– Ну а брат твой как к этому относится?
– Мой брат?
Что бы это ни была за струнка – зря я за нее дернул. Я понял, что знаю, как себя чувствует крыса, когда мышеловка перешибает ей хребет – что-то вроде «Да не такой уж это был и большой кусок сыра…». Атмосфера в машине вдруг стала очень напряженной.
– Кто, бляха, сказал тебе про брата? Отец?
– Я просто увидел его фотографию, вот и все. В гостиной. Вот и задумался…
Мгновение она пристально созерцала меня – я и не знал, что эти глаза могут быть такими холодными. Потом она повернула ключ в замке зажигания и стронула нас с места. Зашуршали по гравию шины.
– Давай просто забудем о моем гребаном брате, – угрюмо бросила Кейси.
Я намотал эти слова себе на ус.
В тот вечер в баре играла местная группа, довольно сосущая по качеству – пара гитарщиков, довольный жиробас на барабанах и припанкованного вида девка у микрофона, которую я смутно помнил по старшей школе. Помнится, раньше она была мелкой, белокурой и писклявой, совсем без груди, такой же интересной, как банка консервированных персиков. Сейчас, в общем-то, ничего не поменялось, ну разве что вихры она покрасила пепельно-черным. У группы была вроде как ничего такая задумка – взять классический репертуар вроде Дела Шеннона и Элвиса и его подать в этакой панк-аранжировке, но все равно это смотрелось в лучшем случае претенциозно, да и по лицам тех, кто прислушивался, было ясно, что в десяти из десяти случаев они предпочли бы старое доброе кантри – Лоретту Линн там или Эрнста Табба на худой конец. Мы опрокинули пива, и когда мужики перед нами встали и начали спрашивать, а можно ли сыграть на заказ «Техасский», мать его, «вальс» – убрались оттуда к чертовой матери.

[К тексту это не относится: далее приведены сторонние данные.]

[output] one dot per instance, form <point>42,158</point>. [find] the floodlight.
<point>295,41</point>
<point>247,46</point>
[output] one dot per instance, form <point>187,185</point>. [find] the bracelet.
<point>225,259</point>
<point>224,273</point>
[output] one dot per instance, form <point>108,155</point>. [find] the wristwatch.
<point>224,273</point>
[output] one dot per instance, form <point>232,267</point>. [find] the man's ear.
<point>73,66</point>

Кейси пожелала немного покатать по округе.
Пока я говорил, она слушала. Я испытывал непреодолимое желание выдать ей про себя все – выложить как на духу всю подноготную Дэна Томаса. И все же я придерживал язык то в одном месте, то в другом, не желая торопить события. Вот, к примеру, о своем собственном брате ни словом не обмолвился – чтобы Кейси не подумала, будто меня зациклило на этом вопросе. Чего мне хотелось – так просто позабавить ее, но я не мог придумать ничего такого, что было бы хоть немножко забавным. И пока я говорил, я понял, насколько депрессивным местечком был наш Дэд-Ривер по сравнению со всем тем, к чему Кейси привыкла в Бостоне.
Да по сравнению с чем угодно.
Но никакой альтернативой я не располагал.

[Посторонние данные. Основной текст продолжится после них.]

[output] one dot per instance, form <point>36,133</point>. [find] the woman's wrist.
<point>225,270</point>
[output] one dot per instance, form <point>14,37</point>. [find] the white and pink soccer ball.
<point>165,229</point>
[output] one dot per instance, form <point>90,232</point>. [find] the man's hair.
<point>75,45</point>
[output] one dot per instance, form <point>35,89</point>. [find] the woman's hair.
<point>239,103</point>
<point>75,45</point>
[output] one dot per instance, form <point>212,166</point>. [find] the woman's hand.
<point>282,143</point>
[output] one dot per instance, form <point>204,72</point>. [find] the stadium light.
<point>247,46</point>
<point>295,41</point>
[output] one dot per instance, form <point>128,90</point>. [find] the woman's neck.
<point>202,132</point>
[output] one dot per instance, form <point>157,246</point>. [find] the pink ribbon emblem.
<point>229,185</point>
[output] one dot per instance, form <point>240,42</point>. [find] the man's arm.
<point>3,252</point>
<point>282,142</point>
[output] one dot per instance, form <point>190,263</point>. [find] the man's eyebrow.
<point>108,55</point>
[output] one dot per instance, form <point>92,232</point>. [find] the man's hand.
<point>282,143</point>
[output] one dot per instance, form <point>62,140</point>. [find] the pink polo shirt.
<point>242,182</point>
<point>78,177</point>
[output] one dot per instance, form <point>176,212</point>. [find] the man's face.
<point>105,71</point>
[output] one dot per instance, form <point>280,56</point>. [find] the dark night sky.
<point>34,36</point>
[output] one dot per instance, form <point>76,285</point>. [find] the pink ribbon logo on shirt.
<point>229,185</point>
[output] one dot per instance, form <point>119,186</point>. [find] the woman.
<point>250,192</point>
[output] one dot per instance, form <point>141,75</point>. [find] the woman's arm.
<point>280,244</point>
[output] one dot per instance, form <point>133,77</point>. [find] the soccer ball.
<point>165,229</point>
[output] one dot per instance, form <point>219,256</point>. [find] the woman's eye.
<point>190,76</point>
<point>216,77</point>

Поэтому я рассказал ей про проделки моего дружбана Рафферти и про тот идиотский случай, когда он и близнецы Боркстрем напились и нагадили аккурат в соседскую водонапорную башню. О том, как на Беккер-Флэтс иногда собирались ночами здешние любители стритрейсинга. О старом черном псе, жившем у нас и умевшем свистеть сквозь зубы. И я все задавался вопросом, что, черт возьми, она думает обо всем этом – и обо мне.

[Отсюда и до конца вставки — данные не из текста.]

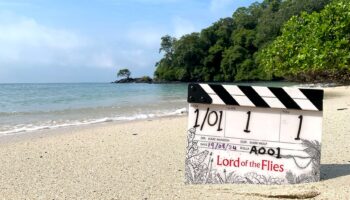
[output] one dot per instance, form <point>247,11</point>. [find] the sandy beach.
<point>145,160</point>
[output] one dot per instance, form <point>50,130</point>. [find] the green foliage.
<point>124,73</point>
<point>230,48</point>
<point>312,46</point>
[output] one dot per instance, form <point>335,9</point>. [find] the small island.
<point>126,77</point>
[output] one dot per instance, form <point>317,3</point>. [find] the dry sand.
<point>145,160</point>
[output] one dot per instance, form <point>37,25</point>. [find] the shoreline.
<point>30,135</point>
<point>145,160</point>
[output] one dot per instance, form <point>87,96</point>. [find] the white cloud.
<point>25,42</point>
<point>182,27</point>
<point>145,36</point>
<point>219,5</point>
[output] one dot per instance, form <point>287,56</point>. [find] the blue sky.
<point>89,40</point>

Кейси лишь однажды уточнила, зачем я поджег газон в округе – меня тогда буквально взяли на горяченьком:
– У тебя что, наклонности пироманьяка?
– Нет, что ты, – хмыкнул я. – Слишком круто для такого, как я. Я просто тогда прочитал про напалм – и решил устроить ад кучке пластиковых солдафонов.
– А, вот как, – немного будто бы разочарованно протянула она. Тут начался дождь. Просто легкий теплый дождик с накатывающим густым туманом. Верх у «шевроле» был опущен, так что мы встали через дорогу от кинотеатра, натянули его и закрепили в пазах. В кино крутили киношку с названием «Зомби детям – не товарищ», один из тех малобюджетных фильмов ужасов, которых так много клепают в последнее время. В освещенной лимонным светом наружной кабинке сидела билетерша и читала детектив в мягкой обложке. На улицах стояла тишина.